コロナ感染の世界的な拡大を受け、ファクタリング事業は世界規模で急拡大しているが、ファクタリング業者の国際団体であるFCIの調査によると、日本のファクタリング市場規模は約6兆円で、英・仏などに比べ1桁少なく、まだ市場拡大の余地があるという。また、金融機関もネットファクタリング事業者との連携に乗り出している。金融機関はネットファクタリング会社に顧客をつなぐことで紹介手数料を得られるためだ。
ただ、“コロナバブル”ともいえるネットファクタリング急増には不良債権リスクが伴うほか、「ファクタリング事業者をかたる違法な貸金業者も出てきている」(メガバンク幹部)という。このため「売掛債権のファクタリングを金融機関が引き受け、金利に相当する手数料を国が負担してはどうかという案が政府内で検討されている」(自民党議員)という。
コロナ禍で時短営業が続く事業者にとって、当座の資金繰り確保がなによりも優先する。金融機関の融資には時間がかかるだけに、ファクタリングの需要増は当面続きそうだ。
金融機関も資金支援に最優先で取り組むが…
全国銀行協会の三毛兼承会長(三菱UFJ銀行頭取)は1月14日の記者会見で、「足元の感染拡大とそれに伴う金融事態宣言の再発出を受け、事業者の売上減少の長期化も懸念されている。その場合、再度事業者の資金繰りが悪化することによる既存借入れのリスケ要請の増加や追加資金支援要請に加え、資本性資金の関連ニーズがある程度高まることが想定される」と述べた。
全国銀行の2020年12月末の貸出残高は534兆円で、前年同月比でプラス5.3%の増加となっている。同時に金融機関の与信コストも、すでに9月中間期において、メガバンク、地銀ともコロナ禍の影響で大きく増加している。
三毛氏は「先行きが不透明ななかでは予防的な引当金の積み増しも含め、各行とも保守的な対応を行っていくのではないかと思う。そうしたなかで、第4四半期に引当金を積み増すという動きが出てくることはあり得る。それぞれの取引先のポストコロナを見据えた中長期の事業力を評価し、適切な引当てを検討しながら金融仲介機能の維持・発揮に努めていくことかと思う」と述べた。年度末を控え、事業者への資金支援に最優先で取り組む意思表示と受け止められる。
だが、金融の現場では、企業選別の動きも見られ始めている。

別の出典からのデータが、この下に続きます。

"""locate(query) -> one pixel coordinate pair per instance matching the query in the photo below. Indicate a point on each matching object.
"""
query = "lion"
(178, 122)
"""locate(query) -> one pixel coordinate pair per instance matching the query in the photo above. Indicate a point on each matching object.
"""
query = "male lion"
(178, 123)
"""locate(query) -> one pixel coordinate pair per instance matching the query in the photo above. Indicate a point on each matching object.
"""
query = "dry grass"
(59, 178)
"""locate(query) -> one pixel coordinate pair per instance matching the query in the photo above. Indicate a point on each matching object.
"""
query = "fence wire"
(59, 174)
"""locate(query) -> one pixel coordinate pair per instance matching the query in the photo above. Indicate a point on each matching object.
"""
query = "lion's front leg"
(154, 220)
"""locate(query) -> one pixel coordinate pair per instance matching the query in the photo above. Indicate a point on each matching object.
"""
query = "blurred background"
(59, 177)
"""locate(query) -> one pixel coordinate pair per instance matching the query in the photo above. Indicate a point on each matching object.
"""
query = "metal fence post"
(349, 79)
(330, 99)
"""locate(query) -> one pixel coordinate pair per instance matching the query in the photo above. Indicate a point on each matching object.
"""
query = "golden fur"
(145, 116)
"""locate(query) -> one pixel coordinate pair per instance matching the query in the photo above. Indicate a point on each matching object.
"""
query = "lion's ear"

「コロナ後を展望して生き残りが難しいと判断される中小企業に対して信用保証協会は保証を拒否し始めており、金融機関も貸出の折り返しを拒むケースが出てきている」(大手信用情報機関)という。
中小企業対策が菅政権の支持率引き上げの要に
コロナ禍の影響はほぼすべての業種に及び、中小・零細企業を瀕死の状況に追い詰めている。財政・金融面の支援から倒産件数は表面的には低く抑えられているが、負のマグマは水面下で膨れ上がっている。コロナ禍を契機に中小企業は過剰な債務を抱えることになった。その解消は容易なことではない。
コロナ対策、東京オリンピック・パラリンピック開催に揺れる菅政権だが、最大の焦点は10月21日に任期満了を迎える衆議院議員選挙であり、それまでに低迷する支持率をどう引き上げていくのかは中小企業対策にかかっている。雇用が腰折れすることになれば政権維持も難しくなる。日本経済の屋台骨を支える中小企業へのさらなる支援が望まれる。